Questo è uno dei vari concetti che traspaiono dalla visione del nuovo film di Álex de la Iglesia, regista iberico dall’altalenante carriera, il quale stavolta si cimenta con entusiasmo tangibile nel genere della commedia nera tinta di fantasy, appoggiandosi al collega di vecchia data Jorge Guerricaechevarría per la sceneggiatura e ad un cast stellare in cui figura anche Carmen Maura, nota diva del Maestro Almodóvar.
Un altro concetto che si può afferrare senza difficoltà è il fatto che l’intento degli autori fosse dar vita ad un lungometraggio originale dal respiro internazionale, facendo leva su una vicenda di facile e lecita presa sul pubblico per la fantasia bizzarra, tendente al kitsch, alla comicità irriverente e all’azione: nobile causa, a dir la verità.
Tuttavia l’obiettivo non è stato pienamente raggiunto per alcune ragioni di stile.
Se per più di metà film l’eclettica regia riesce ad orchestrare con sicurezza tutte le pedine in campo, realizzando sequenze il cui minutaggio scorre impetuoso e ricco di sorprese, questa sua abilità svapora man mano che ci si avvicina all’epilogo, che per motivi non giustificabili accelera il ritmo narrativo in maniera spropositata, inanellando inediti personaggi ed eventi improbabili, snellendoli del loro già di per sé enigmatico significato, senza lasciare il tempo al pubblico di metabolizzare una vicenda sempre più irreale e apparentemente illogica.

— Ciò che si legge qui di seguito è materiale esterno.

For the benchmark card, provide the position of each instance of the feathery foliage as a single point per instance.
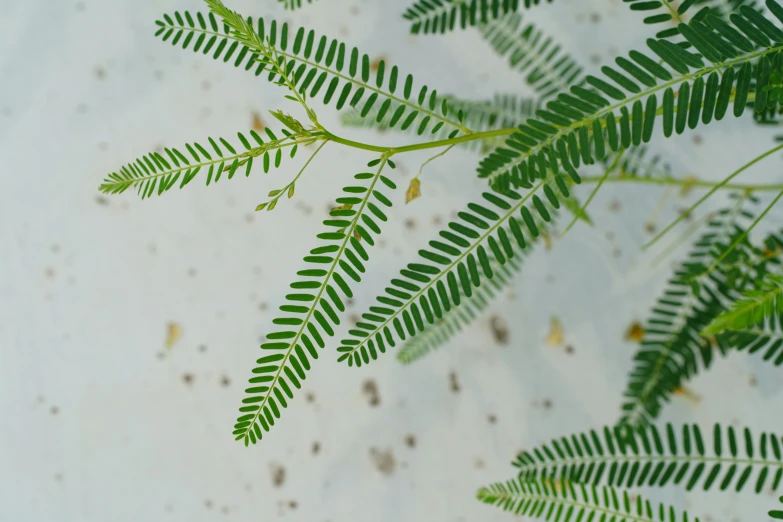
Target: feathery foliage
(562, 501)
(623, 457)
(155, 171)
(705, 90)
(754, 309)
(316, 302)
(441, 16)
(316, 66)
(547, 69)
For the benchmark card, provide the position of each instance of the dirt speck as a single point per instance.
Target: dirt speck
(383, 460)
(499, 329)
(454, 383)
(278, 475)
(370, 390)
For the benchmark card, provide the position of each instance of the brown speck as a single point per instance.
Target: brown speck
(278, 475)
(377, 63)
(454, 382)
(383, 460)
(499, 329)
(370, 390)
(173, 333)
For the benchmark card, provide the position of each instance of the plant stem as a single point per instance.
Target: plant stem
(712, 191)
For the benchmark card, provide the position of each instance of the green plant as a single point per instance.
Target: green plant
(724, 62)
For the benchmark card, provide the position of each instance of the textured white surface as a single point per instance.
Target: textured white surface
(95, 426)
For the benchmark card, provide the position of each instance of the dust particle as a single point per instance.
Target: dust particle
(454, 382)
(370, 390)
(278, 475)
(383, 460)
(499, 329)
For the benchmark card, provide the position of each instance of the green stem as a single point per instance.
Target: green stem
(390, 151)
(595, 190)
(712, 191)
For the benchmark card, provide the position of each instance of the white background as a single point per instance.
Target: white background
(96, 425)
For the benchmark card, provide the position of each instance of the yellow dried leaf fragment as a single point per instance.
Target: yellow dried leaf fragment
(555, 337)
(414, 190)
(635, 332)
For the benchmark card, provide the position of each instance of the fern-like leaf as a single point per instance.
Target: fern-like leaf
(754, 309)
(443, 329)
(583, 125)
(315, 65)
(154, 173)
(622, 457)
(672, 350)
(547, 70)
(441, 16)
(545, 498)
(669, 12)
(502, 111)
(313, 308)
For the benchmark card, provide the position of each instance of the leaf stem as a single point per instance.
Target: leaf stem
(711, 192)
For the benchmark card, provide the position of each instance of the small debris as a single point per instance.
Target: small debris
(499, 329)
(635, 332)
(454, 382)
(414, 190)
(383, 460)
(555, 337)
(173, 333)
(278, 475)
(370, 389)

Non aiutano, va detto, neppure i dialoghi, che dal principio alla fine risultano imbevuti, alternativamente, di trovate demenziali, felici intuizioni e impennate pacchiane, includendo pure tristi sviolinate su luoghi comuni (come possono essere le condizioni dei trans e omosessuali), senza però raggiungere in definitiva un equilibrio che soddisfi e riesca a non far storcere il naso al sentore di macchie che imbrattano inequivocabilmente un buon canovaccio.
Una questione a sé, poi: è davvero necessario, in questo “minestrone culturale”, in cui bollono numerosi elementi tratti dai costumi di massa, irridere le figure sacre?
Ci sono già tanti ingredienti contrastanti all’esasperazione, dalla difficile coesione, che ad ogni modo si è riusciti a trattare con intelligenza; perché sovraccaricare la bilancia, soddisfare a tutti i costi la sete del “farsi beffe di tutto e di tutti”?
Per dimostrare cosa significa essere lungimiranti, onestamente spregiudicati, graffianti e lucidi lettori della realtà che ci circonda? Non sono prevenute risposte univoche.
“Le streghe son tornate”, insomma, è un rampante rappresentante di una buona fetta di cinema che si configura come una lunga serie di mele luccicanti, succulente anche al solo assaggio (si veda i trailer), nel cui torsolo s’annida il verme del vizio e dello squilibrio.